As I mentioned earlier, the community I serve is mostly Christian. After working eleven years with this hospice, I can count the number of non-Christian patients I've served on one hand. I've never been with a non-Christian in the last moments of his or her life. I think it would be interesting to sit with a Muslim, a Jew, a Hindu, or a member of another world religion and observe their behavior as they die. Will they also reach to Heaven? Will they see Jesus? Will they see angels? Will they see loved ones who have died? Or will their experience be something completely different because of their different perceptions and beliefs?

I will add these questions to my "Things to Ask God When I Get To Heaven" list.
***From "The Stairs", a song by INXS, referring to the different faiths around the world

3 comments:

Mike Testa said...

I am a CPA and financial planner that helps families save money when making funeral arrangements. I deal with death on a regular basis. I am also a Christian.

From God's perspective, death is nothing to grieve. I have heard it said that Heaven enjoys a maternity-ward reaction to funerals.

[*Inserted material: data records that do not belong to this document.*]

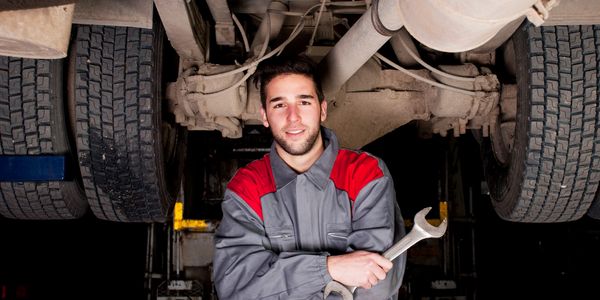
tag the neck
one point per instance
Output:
(301, 163)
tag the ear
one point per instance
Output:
(263, 114)
(323, 110)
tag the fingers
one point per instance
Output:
(383, 262)
(359, 268)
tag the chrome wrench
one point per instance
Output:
(420, 230)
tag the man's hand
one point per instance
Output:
(358, 268)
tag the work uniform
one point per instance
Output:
(279, 226)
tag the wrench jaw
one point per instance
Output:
(430, 231)
(336, 287)
(421, 230)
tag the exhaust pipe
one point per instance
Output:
(449, 26)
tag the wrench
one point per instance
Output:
(421, 230)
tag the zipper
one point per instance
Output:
(339, 235)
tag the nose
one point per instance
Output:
(293, 114)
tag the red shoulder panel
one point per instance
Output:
(352, 171)
(254, 181)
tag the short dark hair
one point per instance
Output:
(272, 67)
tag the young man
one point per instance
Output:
(308, 212)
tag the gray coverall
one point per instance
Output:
(278, 226)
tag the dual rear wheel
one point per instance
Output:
(128, 149)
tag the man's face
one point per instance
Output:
(293, 112)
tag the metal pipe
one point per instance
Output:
(269, 27)
(450, 26)
(336, 68)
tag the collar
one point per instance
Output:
(318, 173)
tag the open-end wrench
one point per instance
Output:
(421, 230)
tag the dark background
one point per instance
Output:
(487, 258)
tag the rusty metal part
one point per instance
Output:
(201, 101)
(224, 28)
(186, 30)
(41, 33)
(420, 230)
(131, 13)
(503, 123)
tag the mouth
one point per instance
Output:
(294, 132)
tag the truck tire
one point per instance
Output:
(553, 169)
(33, 122)
(130, 149)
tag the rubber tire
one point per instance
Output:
(119, 105)
(33, 122)
(553, 174)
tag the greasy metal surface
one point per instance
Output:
(455, 26)
(224, 28)
(421, 230)
(186, 30)
(37, 32)
(130, 13)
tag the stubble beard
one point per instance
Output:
(303, 147)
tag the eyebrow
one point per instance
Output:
(301, 96)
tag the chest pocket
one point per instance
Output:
(337, 237)
(281, 238)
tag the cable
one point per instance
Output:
(434, 83)
(242, 32)
(312, 38)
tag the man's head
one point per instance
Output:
(278, 65)
(293, 107)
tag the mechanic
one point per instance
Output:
(308, 212)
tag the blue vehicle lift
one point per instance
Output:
(32, 168)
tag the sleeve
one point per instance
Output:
(376, 225)
(245, 268)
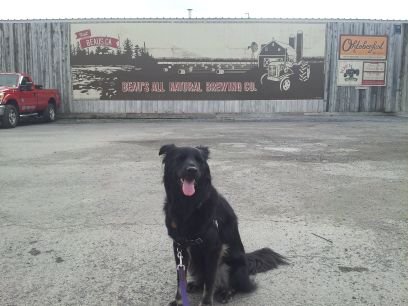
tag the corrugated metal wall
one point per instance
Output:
(42, 50)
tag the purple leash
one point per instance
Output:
(181, 270)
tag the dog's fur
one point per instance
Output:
(194, 209)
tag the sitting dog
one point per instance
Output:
(204, 229)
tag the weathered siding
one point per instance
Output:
(370, 99)
(42, 50)
(404, 72)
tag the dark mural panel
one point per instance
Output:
(197, 61)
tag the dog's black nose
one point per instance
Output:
(191, 170)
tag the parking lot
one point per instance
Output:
(81, 219)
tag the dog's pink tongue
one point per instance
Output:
(188, 188)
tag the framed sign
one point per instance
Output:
(362, 60)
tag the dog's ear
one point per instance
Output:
(166, 149)
(205, 152)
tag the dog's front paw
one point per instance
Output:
(205, 302)
(224, 296)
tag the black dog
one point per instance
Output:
(204, 228)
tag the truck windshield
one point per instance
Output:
(9, 80)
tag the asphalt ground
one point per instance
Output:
(81, 219)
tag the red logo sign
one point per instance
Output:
(99, 42)
(83, 34)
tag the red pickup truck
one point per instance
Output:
(20, 97)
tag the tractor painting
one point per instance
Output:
(282, 63)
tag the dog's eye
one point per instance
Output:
(181, 157)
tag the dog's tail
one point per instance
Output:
(263, 260)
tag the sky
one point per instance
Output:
(350, 9)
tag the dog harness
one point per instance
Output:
(193, 242)
(181, 268)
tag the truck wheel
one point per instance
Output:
(49, 113)
(10, 117)
(285, 84)
(304, 72)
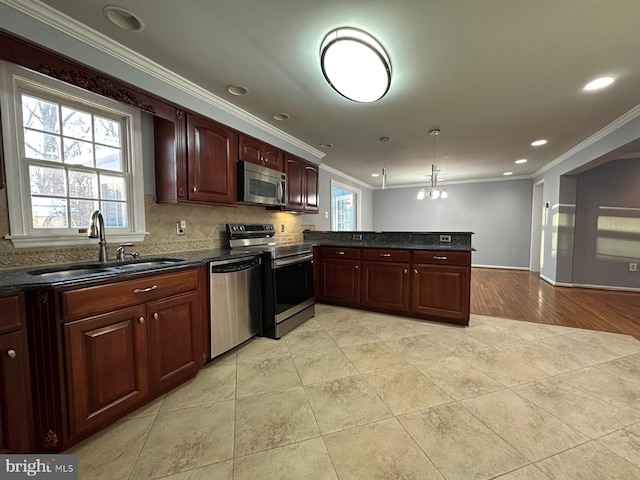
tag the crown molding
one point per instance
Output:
(329, 169)
(599, 135)
(67, 25)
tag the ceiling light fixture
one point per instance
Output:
(123, 18)
(433, 192)
(355, 64)
(237, 90)
(598, 83)
(384, 162)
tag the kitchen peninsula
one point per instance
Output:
(425, 275)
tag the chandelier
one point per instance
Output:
(432, 191)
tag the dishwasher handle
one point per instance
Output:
(234, 265)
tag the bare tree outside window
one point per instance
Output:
(69, 152)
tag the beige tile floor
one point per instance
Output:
(352, 395)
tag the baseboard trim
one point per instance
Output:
(586, 285)
(499, 267)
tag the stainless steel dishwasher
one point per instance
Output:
(235, 298)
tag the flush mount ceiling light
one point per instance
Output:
(433, 192)
(355, 64)
(123, 18)
(598, 83)
(237, 90)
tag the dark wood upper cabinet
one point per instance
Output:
(195, 160)
(302, 185)
(253, 150)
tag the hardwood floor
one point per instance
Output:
(522, 295)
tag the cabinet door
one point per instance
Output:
(15, 400)
(211, 158)
(340, 281)
(385, 285)
(441, 291)
(311, 198)
(249, 149)
(295, 184)
(107, 366)
(176, 340)
(273, 157)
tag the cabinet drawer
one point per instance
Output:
(11, 318)
(386, 254)
(438, 257)
(339, 252)
(90, 301)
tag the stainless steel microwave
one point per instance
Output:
(260, 185)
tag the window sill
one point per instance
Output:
(35, 241)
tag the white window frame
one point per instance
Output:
(14, 80)
(358, 193)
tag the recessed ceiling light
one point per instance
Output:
(238, 90)
(123, 18)
(598, 83)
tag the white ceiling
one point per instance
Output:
(494, 75)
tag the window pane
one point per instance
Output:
(49, 212)
(76, 124)
(78, 153)
(112, 188)
(47, 181)
(107, 131)
(108, 158)
(41, 146)
(115, 214)
(40, 115)
(81, 211)
(83, 184)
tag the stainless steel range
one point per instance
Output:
(287, 281)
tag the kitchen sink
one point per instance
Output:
(102, 269)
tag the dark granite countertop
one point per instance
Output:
(21, 279)
(406, 246)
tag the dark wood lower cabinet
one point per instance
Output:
(441, 291)
(416, 283)
(15, 400)
(107, 366)
(385, 285)
(340, 281)
(175, 340)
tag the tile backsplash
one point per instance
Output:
(205, 230)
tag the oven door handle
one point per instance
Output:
(283, 262)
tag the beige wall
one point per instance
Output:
(205, 230)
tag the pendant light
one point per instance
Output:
(433, 192)
(384, 162)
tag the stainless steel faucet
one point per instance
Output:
(96, 230)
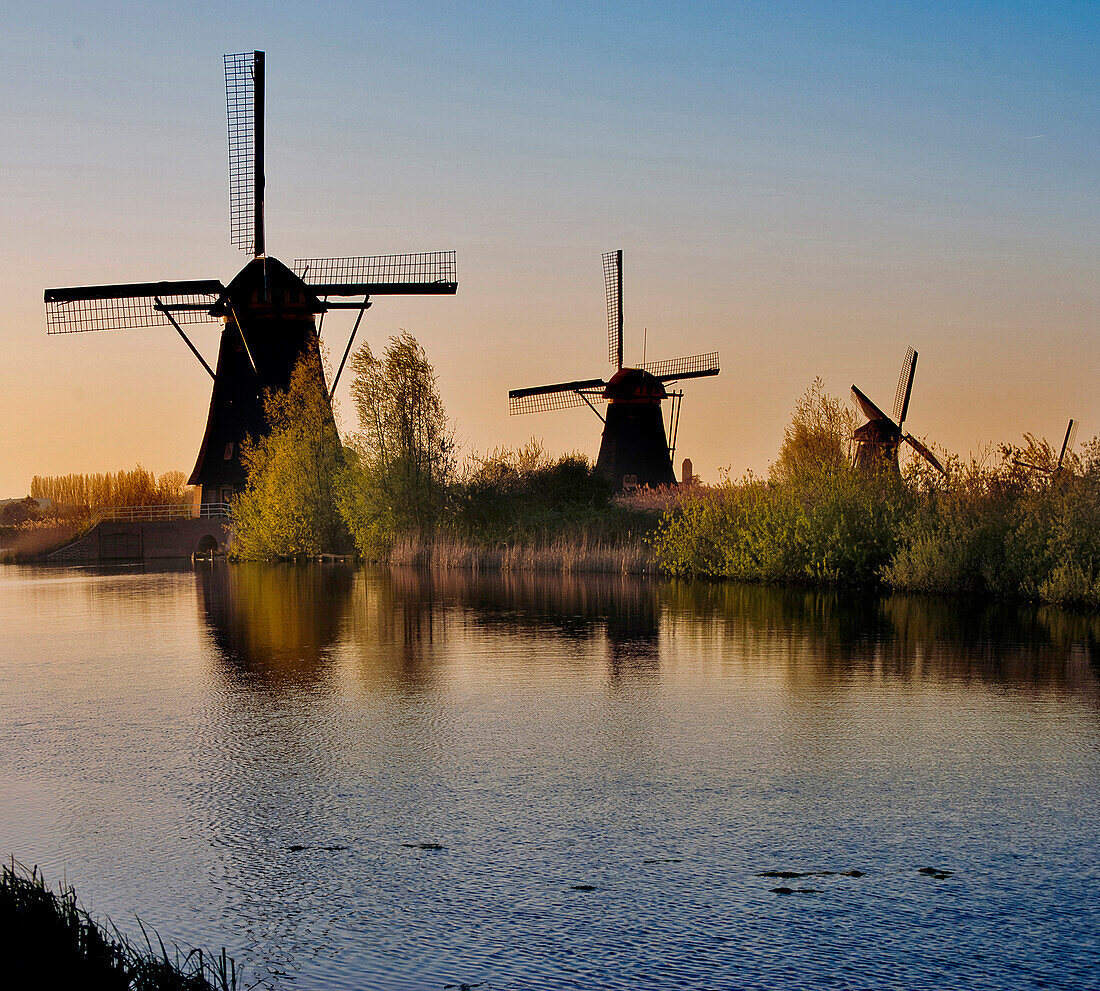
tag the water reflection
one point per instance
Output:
(274, 624)
(408, 780)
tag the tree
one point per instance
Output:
(288, 506)
(817, 437)
(403, 452)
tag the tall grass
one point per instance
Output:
(33, 539)
(561, 555)
(50, 942)
(829, 527)
(990, 527)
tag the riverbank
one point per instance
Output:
(48, 940)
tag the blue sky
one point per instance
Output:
(809, 188)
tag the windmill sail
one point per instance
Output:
(613, 292)
(419, 273)
(122, 307)
(868, 408)
(904, 386)
(244, 98)
(1068, 441)
(560, 396)
(695, 366)
(924, 452)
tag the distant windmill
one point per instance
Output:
(1067, 443)
(635, 449)
(878, 440)
(267, 310)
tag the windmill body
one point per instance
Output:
(270, 326)
(634, 443)
(879, 439)
(268, 312)
(635, 448)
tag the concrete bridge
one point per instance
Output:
(136, 539)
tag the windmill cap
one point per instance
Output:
(635, 385)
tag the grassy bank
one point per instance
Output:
(50, 942)
(986, 528)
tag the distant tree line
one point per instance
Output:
(103, 490)
(988, 527)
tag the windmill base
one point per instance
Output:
(634, 450)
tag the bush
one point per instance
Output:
(831, 527)
(288, 506)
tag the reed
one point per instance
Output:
(34, 539)
(50, 940)
(557, 555)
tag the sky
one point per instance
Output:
(807, 188)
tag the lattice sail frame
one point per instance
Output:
(906, 370)
(556, 398)
(613, 293)
(684, 367)
(240, 99)
(80, 316)
(426, 267)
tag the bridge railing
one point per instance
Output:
(155, 514)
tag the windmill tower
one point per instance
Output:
(1067, 443)
(270, 312)
(635, 449)
(878, 440)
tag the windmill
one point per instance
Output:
(1067, 443)
(878, 440)
(635, 449)
(267, 310)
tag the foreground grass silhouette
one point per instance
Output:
(47, 940)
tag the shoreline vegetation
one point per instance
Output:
(63, 507)
(50, 940)
(1007, 524)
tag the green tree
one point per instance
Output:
(817, 437)
(403, 453)
(289, 503)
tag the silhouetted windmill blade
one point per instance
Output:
(564, 394)
(244, 98)
(79, 309)
(613, 292)
(418, 274)
(869, 409)
(694, 366)
(1067, 443)
(924, 452)
(904, 386)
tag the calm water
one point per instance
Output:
(364, 780)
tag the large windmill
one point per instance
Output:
(878, 440)
(1067, 443)
(635, 449)
(268, 311)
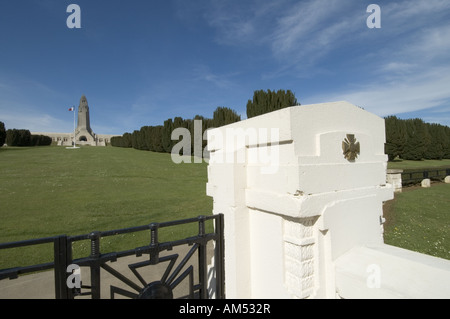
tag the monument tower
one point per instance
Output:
(84, 132)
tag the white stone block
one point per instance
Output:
(426, 183)
(295, 222)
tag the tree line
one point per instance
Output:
(15, 137)
(158, 138)
(410, 139)
(413, 139)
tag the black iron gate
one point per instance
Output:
(190, 270)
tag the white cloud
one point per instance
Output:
(412, 94)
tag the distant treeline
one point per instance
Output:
(158, 138)
(14, 137)
(413, 139)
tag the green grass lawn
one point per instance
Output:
(46, 191)
(419, 219)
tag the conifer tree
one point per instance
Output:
(264, 102)
(396, 137)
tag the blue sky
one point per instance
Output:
(142, 62)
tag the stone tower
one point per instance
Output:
(84, 132)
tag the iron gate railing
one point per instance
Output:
(98, 261)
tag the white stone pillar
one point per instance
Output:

Angels watch body burials the same way grand parents monitor delivery room doors."He'll be coming through any minute!" They can't wait to see the new arrival. We don't grieve when babies enter the world. The hosts of heaven don't weep when we leave it.

You can learn more about funerals here: http://www.funeral-tips.com

Pam said...

Hi Mike!

Thank you so much for visiting my blog and for taking the time to leave such a thoughtful commment.

It's funny that you compare death with birth, because I've had that same train of thought before. I've said before that being with someone who is about to leave this world feels similar to waiting for someone who is about to enter it. The veils are lifted, and everyone is very vulnerable.

Sometimes those left behind feel guilty about feeling sad because they feel like they should be rejoicing...yet they don't feel entirely joyful at the moment. I tell them that I believe you can feel happy and relieved for the person who has died while feeling sad for yourself at the same time.

As a financial planner who helps families make funeral arrangements, I'm sure that you hear about and deal with more than just the financial and legal aspects of dying. I fully appreciate folks like you because I know that when my patients have met with someone who has kindly and compassionately helped them settle the "business" of dying, they are greatly relieved. They can then get on with the business of living. Thank you for what you do!

Anonymous said...

Pammie, I loved this post. I myself went through a scathing re-evaluation of what I believed about Heaven after James died. It amazes me as well how many people are simply not willing to "go there" when it comes to questioning the things they've held onto their entire lives. I guess because they feel defensive, as you said, and seem to think you're somehow attacking their identity.